Like the water businesses, local owners manage each solar company and receive all their initial materials from Saha for free. Field representatives help them construct a shed with solar panels on top and charging stations within, and each local family receives a free battery-powered lantern.

Villagers help construct a shed to house a new local solar power business that will rent out batteries and offer a place to charge cell phones.

Villagers help construct a shed to house a new local solar power business that will rent out batteries and offer a place to charge cell phones.

Families can come to the shed to rent newly charged batteries for their lanterns and to charge cell phones – something that they used to have to travel long distances to larger cities to do.

Regular access to electric light means a huge boost in health and safety in Ghana. Residents no longer have to rely on smoky kerosene lamps, and in a region where scorpions and poisonous snakes are common nighttime visitors, electric light allows residents to see the ground around them and avoid stepping into danger.

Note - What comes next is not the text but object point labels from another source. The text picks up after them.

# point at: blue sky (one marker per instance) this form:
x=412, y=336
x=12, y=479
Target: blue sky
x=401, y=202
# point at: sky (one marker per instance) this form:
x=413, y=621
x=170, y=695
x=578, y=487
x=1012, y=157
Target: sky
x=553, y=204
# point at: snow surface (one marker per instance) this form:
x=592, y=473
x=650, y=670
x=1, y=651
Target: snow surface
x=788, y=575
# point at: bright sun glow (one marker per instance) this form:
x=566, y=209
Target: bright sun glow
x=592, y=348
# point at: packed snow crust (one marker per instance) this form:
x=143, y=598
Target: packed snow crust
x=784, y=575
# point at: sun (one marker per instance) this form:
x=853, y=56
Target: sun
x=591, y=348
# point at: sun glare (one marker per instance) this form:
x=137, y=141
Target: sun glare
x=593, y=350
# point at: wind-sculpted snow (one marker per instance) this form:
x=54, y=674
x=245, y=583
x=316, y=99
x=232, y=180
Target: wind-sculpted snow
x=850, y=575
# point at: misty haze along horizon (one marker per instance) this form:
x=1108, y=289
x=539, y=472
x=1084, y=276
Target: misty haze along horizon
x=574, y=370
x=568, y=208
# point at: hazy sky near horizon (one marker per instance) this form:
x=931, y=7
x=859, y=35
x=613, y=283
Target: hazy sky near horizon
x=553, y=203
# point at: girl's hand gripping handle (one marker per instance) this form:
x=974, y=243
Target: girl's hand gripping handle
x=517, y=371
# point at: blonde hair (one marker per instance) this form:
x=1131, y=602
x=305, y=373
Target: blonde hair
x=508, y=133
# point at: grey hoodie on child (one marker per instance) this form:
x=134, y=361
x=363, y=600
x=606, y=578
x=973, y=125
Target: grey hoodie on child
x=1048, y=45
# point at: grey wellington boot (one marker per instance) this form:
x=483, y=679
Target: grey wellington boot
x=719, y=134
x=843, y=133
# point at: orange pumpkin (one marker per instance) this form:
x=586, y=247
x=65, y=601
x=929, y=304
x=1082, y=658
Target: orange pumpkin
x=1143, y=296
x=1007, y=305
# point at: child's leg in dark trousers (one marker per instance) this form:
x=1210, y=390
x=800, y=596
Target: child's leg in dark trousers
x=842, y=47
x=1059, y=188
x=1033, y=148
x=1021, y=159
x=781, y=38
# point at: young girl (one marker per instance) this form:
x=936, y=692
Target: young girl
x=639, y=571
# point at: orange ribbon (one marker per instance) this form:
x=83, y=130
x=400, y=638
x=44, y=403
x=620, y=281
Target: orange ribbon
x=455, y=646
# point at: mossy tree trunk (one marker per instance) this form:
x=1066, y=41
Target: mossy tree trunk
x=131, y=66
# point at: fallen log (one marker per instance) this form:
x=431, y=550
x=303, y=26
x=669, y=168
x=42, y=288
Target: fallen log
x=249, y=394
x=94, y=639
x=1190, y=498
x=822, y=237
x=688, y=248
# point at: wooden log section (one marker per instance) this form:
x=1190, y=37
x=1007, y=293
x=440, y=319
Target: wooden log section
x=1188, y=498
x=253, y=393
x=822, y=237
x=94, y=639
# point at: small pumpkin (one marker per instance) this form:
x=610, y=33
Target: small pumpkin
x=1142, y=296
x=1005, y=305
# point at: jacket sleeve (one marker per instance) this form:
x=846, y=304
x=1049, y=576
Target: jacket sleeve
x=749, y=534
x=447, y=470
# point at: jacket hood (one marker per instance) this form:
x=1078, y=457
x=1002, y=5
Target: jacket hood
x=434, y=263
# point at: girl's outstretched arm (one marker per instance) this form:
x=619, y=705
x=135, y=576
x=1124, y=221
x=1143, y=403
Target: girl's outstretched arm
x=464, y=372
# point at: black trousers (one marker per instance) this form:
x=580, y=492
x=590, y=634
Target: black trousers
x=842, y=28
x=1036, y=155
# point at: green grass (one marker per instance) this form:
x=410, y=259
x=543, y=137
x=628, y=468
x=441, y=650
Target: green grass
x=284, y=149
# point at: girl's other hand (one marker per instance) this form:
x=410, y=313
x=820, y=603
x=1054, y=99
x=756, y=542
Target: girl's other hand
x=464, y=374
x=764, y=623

In every community where Saha Global helps launch a business, they see a ripple effect.

“With the water, there’s of course just hearing from people that they’re no longer getting sick from drinking,” Clopeck said. “There’s also the time that it saves you when you’re not sick. You don’t have to go to the hospital. You can work instead.”

For younger residents, access to electric light also offers a chance to read more and complete schoolwork at night, in some cases making education a possibility for children who could not access it before. Many of the female entrepreneurs use the profits from their water and solar business to pay their children’s school fees, Clopeck noted.

Thrilled with their success in Ghana, Clopeck and her team are ready to expand outside that country. They plan to take their entrepreneurial model to Nicaragua in 2016.